Acceptance. I’m accepting that I’m this way. Accepting that I want to live this way. I’m accepting the accomplishment that I can hear my SELF profoundly enough to know what is right and what is wrong for me at my core. I am proud of myself for knowing how to listen and have my needs met by myself. This is self care. The acceptance alone is. It feels so good; so rejuvenating. A recent conversation with my fiance sparked this acceptance, too. It has been something I’ve struggled with for a long time - the acceptance part. I’ve always wanted to appear “normal” by the eyes of my loved ones (even my him, my fiance) and anyone else I knew. How are recluses portrayed in society/media? Losers. Well kids, it’s not true. Perhaps they are the most awakened humans. Think about it. Anyhow, the conversation with my fiance really opened my eyes. I can talk with him about anything. This had been bothering me for a while, so I spoke with him on it.
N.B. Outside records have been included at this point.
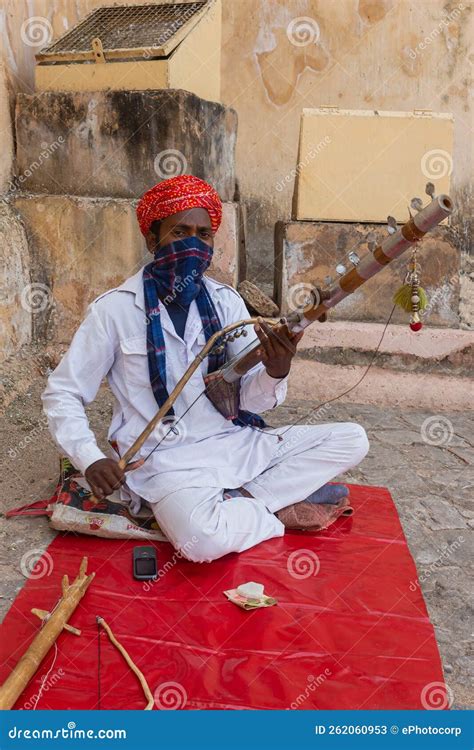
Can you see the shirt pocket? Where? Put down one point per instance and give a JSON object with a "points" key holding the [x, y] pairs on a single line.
{"points": [[135, 362], [198, 345]]}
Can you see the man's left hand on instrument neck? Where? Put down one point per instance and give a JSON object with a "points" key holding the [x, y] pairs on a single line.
{"points": [[278, 348]]}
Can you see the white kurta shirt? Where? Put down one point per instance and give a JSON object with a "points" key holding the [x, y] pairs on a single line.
{"points": [[208, 451]]}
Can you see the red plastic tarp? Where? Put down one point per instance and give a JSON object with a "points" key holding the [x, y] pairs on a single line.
{"points": [[350, 630]]}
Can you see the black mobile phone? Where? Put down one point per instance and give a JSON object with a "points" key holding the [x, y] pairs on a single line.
{"points": [[145, 566]]}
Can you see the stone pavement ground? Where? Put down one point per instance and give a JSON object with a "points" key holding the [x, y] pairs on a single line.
{"points": [[425, 460]]}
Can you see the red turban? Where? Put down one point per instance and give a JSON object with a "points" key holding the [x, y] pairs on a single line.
{"points": [[178, 194]]}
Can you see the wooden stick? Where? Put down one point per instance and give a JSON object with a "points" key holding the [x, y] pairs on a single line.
{"points": [[43, 614], [131, 664], [41, 644]]}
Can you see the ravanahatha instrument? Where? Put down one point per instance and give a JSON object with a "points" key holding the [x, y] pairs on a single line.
{"points": [[53, 625], [391, 248], [222, 386]]}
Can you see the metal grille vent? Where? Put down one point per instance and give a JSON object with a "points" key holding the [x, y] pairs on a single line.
{"points": [[128, 28]]}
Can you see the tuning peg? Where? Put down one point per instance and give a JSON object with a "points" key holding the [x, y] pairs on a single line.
{"points": [[416, 204], [354, 258], [392, 224]]}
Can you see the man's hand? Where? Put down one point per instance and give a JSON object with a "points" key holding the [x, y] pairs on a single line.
{"points": [[105, 476], [278, 348]]}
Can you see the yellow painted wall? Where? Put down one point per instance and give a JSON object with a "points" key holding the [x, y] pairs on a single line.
{"points": [[279, 56]]}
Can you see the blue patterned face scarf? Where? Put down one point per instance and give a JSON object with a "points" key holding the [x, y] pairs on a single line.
{"points": [[176, 275]]}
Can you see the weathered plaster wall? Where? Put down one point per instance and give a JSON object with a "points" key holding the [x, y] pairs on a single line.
{"points": [[78, 248], [364, 54]]}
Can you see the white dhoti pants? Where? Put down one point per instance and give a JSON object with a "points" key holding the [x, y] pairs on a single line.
{"points": [[204, 526]]}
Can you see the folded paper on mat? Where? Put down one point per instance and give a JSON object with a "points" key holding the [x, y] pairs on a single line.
{"points": [[250, 595]]}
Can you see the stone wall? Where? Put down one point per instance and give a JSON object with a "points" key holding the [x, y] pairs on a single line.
{"points": [[307, 252], [78, 248], [120, 143]]}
He had very good points. He wants me to live my life the way that makes me most comfortable and happy. If being a recluse is that, then he is all for it. He says something like “Society teaches us how we should live... but we humans make our own experiences. That is the human experience. We write our own lives and stories.” How well said was that?! I need to remember it, because he is so right. “What you enjoy and the way that you want to live is what you need to do. Forget the rest!” He reminds me to accept it. So, I have. Each day, I am working more on accepting this about myself. It’s helping my chapter become even more progressed. Thank you, sweetheart.
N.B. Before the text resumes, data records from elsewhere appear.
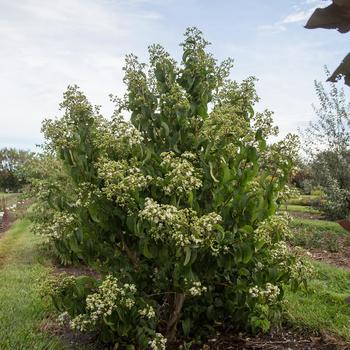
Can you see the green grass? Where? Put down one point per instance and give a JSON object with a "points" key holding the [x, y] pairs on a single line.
{"points": [[320, 225], [300, 208], [21, 308], [322, 308], [304, 200], [319, 234]]}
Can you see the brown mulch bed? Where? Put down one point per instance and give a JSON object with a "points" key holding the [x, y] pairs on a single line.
{"points": [[76, 271], [276, 341], [311, 216], [340, 258]]}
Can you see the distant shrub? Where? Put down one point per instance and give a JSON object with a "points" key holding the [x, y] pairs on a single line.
{"points": [[175, 209]]}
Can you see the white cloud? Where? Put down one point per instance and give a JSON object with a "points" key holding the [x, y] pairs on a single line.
{"points": [[300, 16], [46, 45]]}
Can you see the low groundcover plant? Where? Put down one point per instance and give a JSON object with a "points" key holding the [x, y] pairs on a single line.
{"points": [[175, 209]]}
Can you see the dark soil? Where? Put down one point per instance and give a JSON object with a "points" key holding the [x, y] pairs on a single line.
{"points": [[274, 341], [340, 258], [75, 270], [311, 216]]}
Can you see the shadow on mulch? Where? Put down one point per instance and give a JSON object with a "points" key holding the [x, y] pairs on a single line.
{"points": [[277, 340], [340, 258]]}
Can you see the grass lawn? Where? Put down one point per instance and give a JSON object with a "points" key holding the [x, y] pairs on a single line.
{"points": [[320, 225], [299, 209], [304, 200], [22, 309], [322, 308], [318, 234]]}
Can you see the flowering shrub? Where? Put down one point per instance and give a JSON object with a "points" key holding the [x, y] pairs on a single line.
{"points": [[175, 209]]}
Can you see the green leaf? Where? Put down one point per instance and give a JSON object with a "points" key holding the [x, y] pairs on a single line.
{"points": [[186, 326], [211, 172], [247, 253], [166, 128], [188, 255]]}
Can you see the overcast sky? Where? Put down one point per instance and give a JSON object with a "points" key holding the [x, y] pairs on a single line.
{"points": [[47, 44]]}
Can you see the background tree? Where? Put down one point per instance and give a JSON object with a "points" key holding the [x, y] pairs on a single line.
{"points": [[175, 209], [327, 145], [11, 161], [334, 16]]}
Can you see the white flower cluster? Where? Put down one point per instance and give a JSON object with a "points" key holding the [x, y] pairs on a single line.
{"points": [[279, 251], [62, 225], [158, 343], [269, 294], [85, 192], [110, 296], [277, 225], [121, 180], [301, 270], [197, 289], [63, 318], [127, 132], [147, 312], [182, 226], [181, 176]]}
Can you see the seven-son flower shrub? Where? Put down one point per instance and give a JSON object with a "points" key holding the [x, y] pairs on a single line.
{"points": [[175, 209]]}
(What do I like...?) I love being at home. Silence is soothing to me. I don’t need noise to keep my mind focused. Instead, I prefer silence. With silence, I can hear my thoughts clearly. I can balance whatever comes into my mind and welcome it. Sort it. Work through whatever I need to. I love being creative at home. I love to write and paint. I love to get cozy and read a good book. I love snuggling my dogs and watching a good show (although the shows I don’t do as much as the rest)! I love my one computer game (a social virtual platform) to chat with my online friends from across the world. These things are all so enjoyable to me. I do them all right at home. If I could live my entire life doing just these things, I would continue to be the happiest version of myself. I don’t need anything more, and I have to proceed with that acceptance. I am me. I am Cleo. I will live my life how it is best for me.